Thursday, 07/05/2007 8:52:40 AM

Thursday, July 05, 2007 8:52:40 AM

Post# of 47140
Clive is a smart guy!

Hi Clive. See my response to Toofuzzy in my previous post.

I'm thinking along the lines that instead of starting an LD with part actual part virtual holdings instead you started LD-AIM with ALL virtual.

This would be No-Down AIM. Our buddies across the channel from you have suggested this in the past. Karel in particular.

Monitor a wide range of stocks and whenever one flagged an AIM buy then inspect to see if the reason for the price decline looks terminal or not and if apparently OK then perhaps assign 3 buy trades worth of funds - say 1000 to each trade, 3000 in total, to that stock (Newport style fixed trade size amounts for both buy and sell amounts would be better here than % of stock value).

Once I get my sectors lined up I may very well take this approach in sectors that do not have timing on their side at the moment. For example, I may define a sector and program called 'REITS'. I could get everything all set up and target those Reits that are most likely and pull the trigger at the appropriate time.

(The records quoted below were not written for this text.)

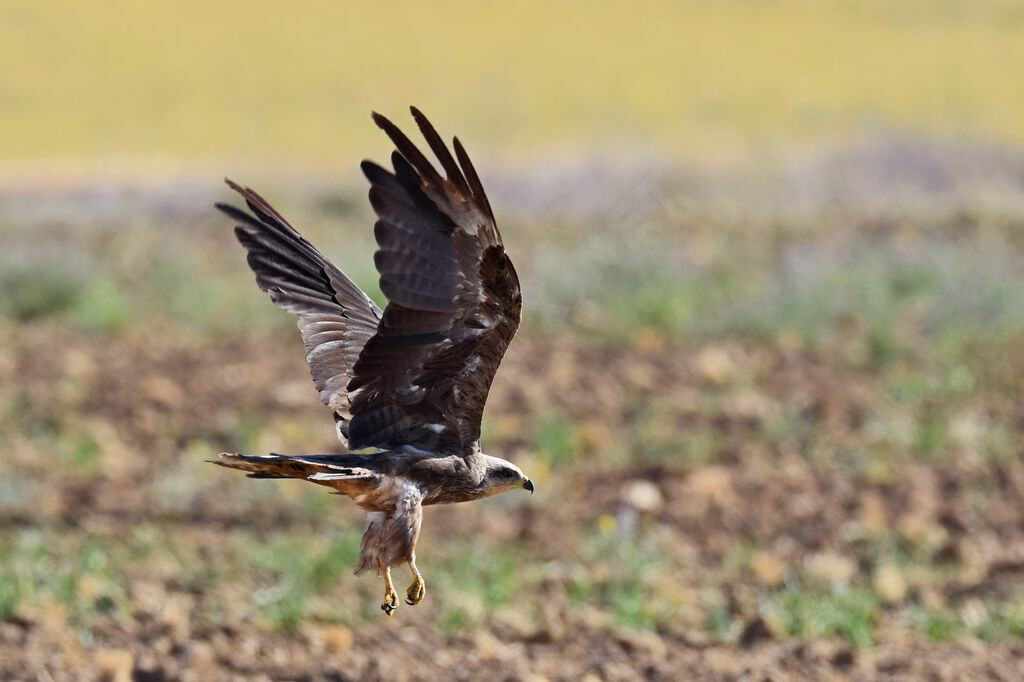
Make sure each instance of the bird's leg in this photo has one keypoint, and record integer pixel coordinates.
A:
(390, 596)
(418, 589)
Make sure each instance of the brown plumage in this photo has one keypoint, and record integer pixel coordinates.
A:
(411, 381)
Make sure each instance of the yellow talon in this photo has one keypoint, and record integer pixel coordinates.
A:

appreciate this is impractical for those who run paper based AIM accounts, but nowadays with Internet price downloads/updates etc. its not such a daunting task to monitor perhaps 100 or more stocks.

I have a number of sectors with 'candidates' already defined within My Yahoo (where I do most of my monitoring). For example I decided to monitor the LED industry some time ago, but have never pulled the trigger. Others are Retail, Semiconductors, Gaming, and a general candidate list. I easily have over 100 stocks listed there.

AIM does a decent job of identifying relatively good times to buy/sell (LIFO) so the potential is there.

Downside against any one stock is limited. You'd be buying only whenever AIM believed the price to be low and would have a large enough stock universe to produce sufficient signals such that you could level your overall 'at-risk' total exposure level as desired. The wide range of stocks traded would help reduce overall risk and possibly circumvent the need for running with stop-losses.


I agree except for the circumventing stop loss phrase in the last sentence. I've been burned often enough with stocks falling 20-40% over a short time frame, but still coming back. If the process can be managed, and realistic rules are in place, then why not try to maximize results?

BTW: Thanks for all of yours and others feedback on this topic. I appreciate it.